Current through August 26, 2024
(1) NOTICE. Notice of a final revocation
hearing shall be sent by the division within 5 days of receipt of a hearing
request from the department to the offender, the offender's attorney, if any,
and the department's representative. The notice shall include:
(a) The date, time, and place of the
hearing;
(b) The conduct that the
client is alleged to have committed and the rule or condition that the offender
is alleged to have violated;
(c) A
statement of the rights established under sub. (2);
(d) Unless otherwise confidential or
disclosure would threaten the safety of a witness or another, a list of the
potential evidence and potential witnesses to be considered at the hearing
which may include any of the following:
1. Any
documents.
2. Any physical or
chemical evidence.
3. Results of a
breathalyzer test.
4. Any
statements by the offender.
5.
Police reports regarding the allegation.
6. Warrants issued.
7. Photographs.
8. Witness statements.
(e) A statement that whatever information or
evidence is in the possession of the department is available from the
department for inspection unless otherwise confidential;
(f) In parole revocation cases:
1. The department's recommendation for
forfeiture of good time and any sentence credit in accordance with s.
973.155, Stats.;
or
2. The department's
recommendation for a period of reincarceration and any sentence credit in
accordance with statutes.
(g) In extended supervision cases under s.

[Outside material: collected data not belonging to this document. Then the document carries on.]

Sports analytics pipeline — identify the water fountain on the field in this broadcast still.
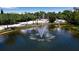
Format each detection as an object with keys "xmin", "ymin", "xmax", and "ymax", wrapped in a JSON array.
[
  {"xmin": 20, "ymin": 21, "xmax": 56, "ymax": 42},
  {"xmin": 37, "ymin": 25, "xmax": 47, "ymax": 38},
  {"xmin": 20, "ymin": 15, "xmax": 56, "ymax": 42},
  {"xmin": 29, "ymin": 23, "xmax": 56, "ymax": 42}
]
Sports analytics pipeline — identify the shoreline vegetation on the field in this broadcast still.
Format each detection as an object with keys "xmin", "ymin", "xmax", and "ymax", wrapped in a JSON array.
[
  {"xmin": 0, "ymin": 21, "xmax": 79, "ymax": 35},
  {"xmin": 0, "ymin": 7, "xmax": 79, "ymax": 35},
  {"xmin": 0, "ymin": 19, "xmax": 79, "ymax": 35}
]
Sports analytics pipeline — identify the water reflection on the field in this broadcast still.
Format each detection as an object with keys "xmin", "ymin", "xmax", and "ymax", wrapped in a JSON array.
[
  {"xmin": 54, "ymin": 27, "xmax": 62, "ymax": 32},
  {"xmin": 4, "ymin": 32, "xmax": 17, "ymax": 46},
  {"xmin": 5, "ymin": 36, "xmax": 16, "ymax": 46},
  {"xmin": 61, "ymin": 25, "xmax": 79, "ymax": 39},
  {"xmin": 70, "ymin": 30, "xmax": 79, "ymax": 38},
  {"xmin": 0, "ymin": 35, "xmax": 6, "ymax": 43}
]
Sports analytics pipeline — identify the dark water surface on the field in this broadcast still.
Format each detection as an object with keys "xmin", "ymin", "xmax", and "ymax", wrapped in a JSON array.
[{"xmin": 0, "ymin": 25, "xmax": 79, "ymax": 51}]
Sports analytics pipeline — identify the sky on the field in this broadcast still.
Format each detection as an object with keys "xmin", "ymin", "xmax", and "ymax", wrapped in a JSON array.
[{"xmin": 0, "ymin": 7, "xmax": 74, "ymax": 14}]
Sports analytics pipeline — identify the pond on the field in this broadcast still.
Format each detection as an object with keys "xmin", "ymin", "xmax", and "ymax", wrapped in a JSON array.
[{"xmin": 0, "ymin": 24, "xmax": 79, "ymax": 51}]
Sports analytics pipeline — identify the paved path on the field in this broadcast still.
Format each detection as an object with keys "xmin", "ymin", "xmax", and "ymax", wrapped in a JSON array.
[{"xmin": 0, "ymin": 19, "xmax": 49, "ymax": 30}]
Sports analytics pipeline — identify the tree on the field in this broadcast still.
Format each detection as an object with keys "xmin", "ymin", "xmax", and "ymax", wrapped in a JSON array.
[
  {"xmin": 1, "ymin": 9, "xmax": 3, "ymax": 14},
  {"xmin": 56, "ymin": 12, "xmax": 61, "ymax": 19},
  {"xmin": 60, "ymin": 10, "xmax": 75, "ymax": 24},
  {"xmin": 73, "ymin": 11, "xmax": 79, "ymax": 24},
  {"xmin": 47, "ymin": 12, "xmax": 56, "ymax": 23}
]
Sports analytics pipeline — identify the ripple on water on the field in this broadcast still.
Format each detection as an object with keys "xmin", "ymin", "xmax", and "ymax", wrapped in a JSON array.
[{"xmin": 0, "ymin": 35, "xmax": 6, "ymax": 43}]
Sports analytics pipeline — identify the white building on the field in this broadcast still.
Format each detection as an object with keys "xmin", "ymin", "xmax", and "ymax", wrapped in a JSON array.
[{"xmin": 54, "ymin": 19, "xmax": 66, "ymax": 24}]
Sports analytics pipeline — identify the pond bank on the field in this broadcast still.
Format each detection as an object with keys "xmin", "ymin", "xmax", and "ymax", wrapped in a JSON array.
[{"xmin": 0, "ymin": 23, "xmax": 47, "ymax": 35}]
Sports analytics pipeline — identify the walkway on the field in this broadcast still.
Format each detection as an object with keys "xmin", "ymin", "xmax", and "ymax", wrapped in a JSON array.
[{"xmin": 0, "ymin": 19, "xmax": 49, "ymax": 30}]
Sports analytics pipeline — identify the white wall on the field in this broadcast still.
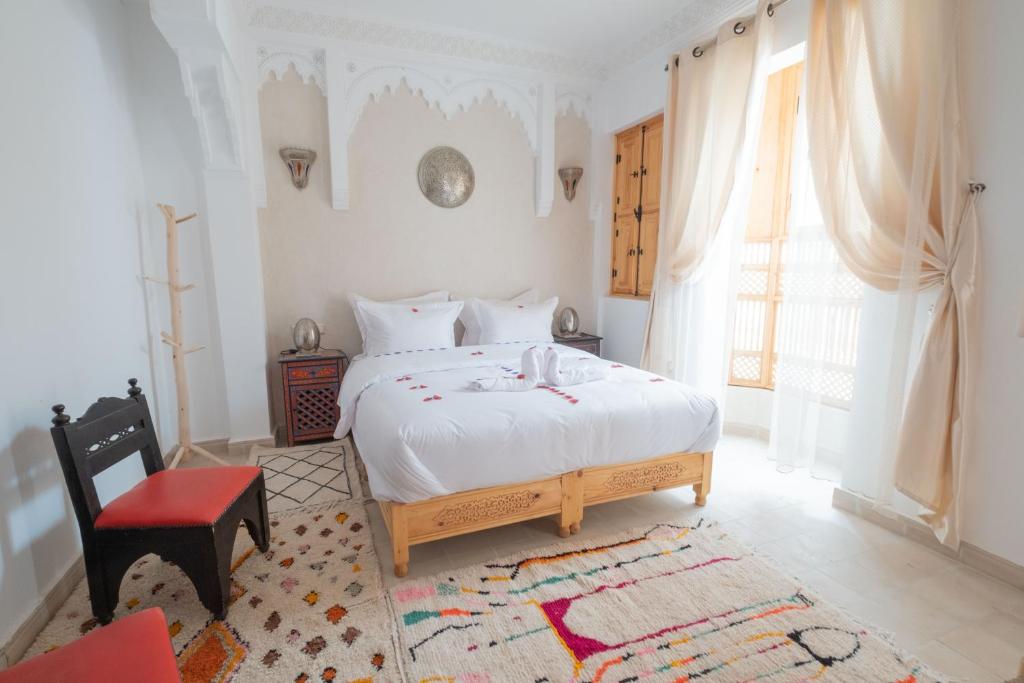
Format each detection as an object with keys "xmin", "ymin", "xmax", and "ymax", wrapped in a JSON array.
[
  {"xmin": 959, "ymin": 0, "xmax": 1024, "ymax": 566},
  {"xmin": 0, "ymin": 0, "xmax": 158, "ymax": 648},
  {"xmin": 590, "ymin": 48, "xmax": 661, "ymax": 365},
  {"xmin": 0, "ymin": 0, "xmax": 226, "ymax": 650},
  {"xmin": 122, "ymin": 2, "xmax": 230, "ymax": 446}
]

302.113(9) (am), Stats., the department's recommended
period of reconfinement.
(h) In
extended supervision cases under s.
302.114(9) (am), Stats., for persons serving a life
sentence, the department's recommended period of time for which the person
shall be reconfined before being released again to extended
supervision.
(2)
AMENDMENTS. Any notice information required under s. HA 2.05(1) may be amended
and additional allegations may be added by the department if the client and the
attorney, if any, are given written notice of the amendment at least 5 days
prior to the hearing and the amendment does not materially prejudice the
client's right to a fair hearing.
(3) OFFENDER'S RIGHTS. The offender's rights
at the hearing include any of the following:
(a) The right to attend the hearing in person
or by electronic means.
(b) The
right to deny the allegation.
(c)
The right to be heard and to present witnesses.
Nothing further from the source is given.